Filipina: Ini Laporan Resmi Berakhirnya Operasi Militer di Marawi

Filipina: Ini Laporan Resmi Berakhirnya Operasi Militer di Marawi

FILIPINA (Jurnalislam.com) – Pemerintah Filipina secara resmi mengumumkan berakhirnya pengepungan di selatan kota Marawi, yang mengakhiri lima bulan bentrokan berat terhadap militan terkait kelompok Islamic State (IS) dan membuka jalan menuju pemulihan bagi kota yang tersisa dengan kehancuran senilai lebih dari $ 1 miliar.

Kepala pertahanan Delfin Lorenzana membuat pengumuman tersebut pada hari Senin (23/10/2017), beberapa jam setelah tentara menemukan mayat 42 militan terakhir yang tergabung dalam aliansi bersenjata yang telah berjanji setia kepada IS, Anadolu Agency melaporkan.

“Pasukan keamanan Filipina, dibantu oleh pemerintahnya dan dukungan besar rakyat Filipina telah menggoncang infrastruktur baru dan mengalahkan terorisme di Filipina,” kata Lorenzana.

Dia mengeluarkan komentar tersebut selama pertemuan menteri pertahanan Asosiasi Negara-negara Asia Tenggara (the Association of Southeast Asian Nations-ASEAN) di utara ibukota, Manila.

Lorenzana mengatakan walaupun akhir dari bentrokan “tidak akan memusnahkan ideologi [militan], namun akan menandai pentingnya kerjasama regional dalam perang melawan proliferasi terorisme ” di Filipina dan negara-negara tetangganya di Asia Tenggara.

Siapkan Serangan Terakhir di Marawi, Militer Filipina Minta Bantuan Pejuang Islam Moro

Lebih dari 1.000 kombatan, termasuk militan asing, serta warga sipil tewas dalam pertempuran tersebut, yang juga mengungsikan sebanyak 600.000 orang di dan sekitar Marawi.

Zia Alonto Adiong, gubernur provinsi Lanao del Sur yang memiliki Marawi sebagai ibukotanya, mengatakan bahwa walaupun ribuan pengungsi “bersukacita” dengan kemungkinan pulang ke rumah, mereka seharusnya “tidak melupakan kerja keras dan usaha yang terbentang di depan”.

“Mencapai kemenangan ini bukan berarti akhir dari ancaman.

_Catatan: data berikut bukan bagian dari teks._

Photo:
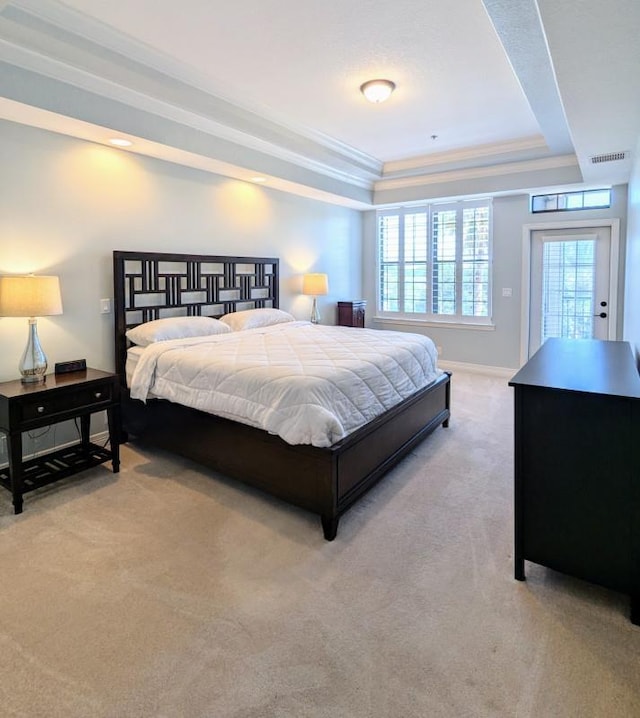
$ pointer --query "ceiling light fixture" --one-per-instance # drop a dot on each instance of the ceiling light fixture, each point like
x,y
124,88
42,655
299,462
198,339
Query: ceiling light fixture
x,y
377,90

Hidup tidak pernah terbebas dari bahaya,” katanya dalam sebuah pernyataan kepada media.

“Kita harus menyadari bahwa akhir perang ini hanyalah langkah awal menuju pembangunan perdamaian.”

Pengepungan Marawi dimulai pada tanggal 23 Mei, ketika pasukan Filipina mencoba melaksanakan tugas sesuai surat perintah penangkapan Isnilon Hapilon, pemimpin kelompok bersenjata Abu Sayyaf.

Alih-alih melepaskan senjata mereka, Hapilon dan militannya membentuk aliansi dengan Grup Maute setempat – yang dipimpin oleh Omarkhayam Maute dan saudara laki-lakinya – dan mengambil alih kota yang terletak di dekat Danau Lanao itu.

Perebutan Marawi mendorong Presiden Rodrigo Duterte untuk mengumumkan darurat militer untuk seluruh pulau Mindanao.

Pada saat itu, militer Filipina bersikeras bahwa IS tidak ada di negara tersebut, bertentangan dengan pernyataan Duterte bahwa serangan tersebut “telah lama direncanakan” dan “murni dilakukan IS”.

Juga dilaporkan secara luas bahwa baik Abu Sayyaf maupun militan Maute telah berjanji setia kepada IS.

Ketika konflik dimulai, tentara berjanji untuk mengakhirinya dalam beberapa pekan, dalam sebuah operasi militer yang mencakup serangan udara.

Militer berulang kali menetapkan tenggat waktu dan bentrokan akhirnya berlangsung selama lima bulan – salah satu pemberontakan bersenjata terpanjang yang aktif di negara ini.

Kemudian, pada tanggal 16 Oktober, pasukan pemerintah mencapai sebuah terobosan ketika tentara menyerbu sebuah tempat persembunyian dan membunuh Hapilon dan Maute. Sehari kemudian, Duterte menyatakan bahwa kota “dibebaskan”, walaupun pertempuran sporadis terus berlanjut.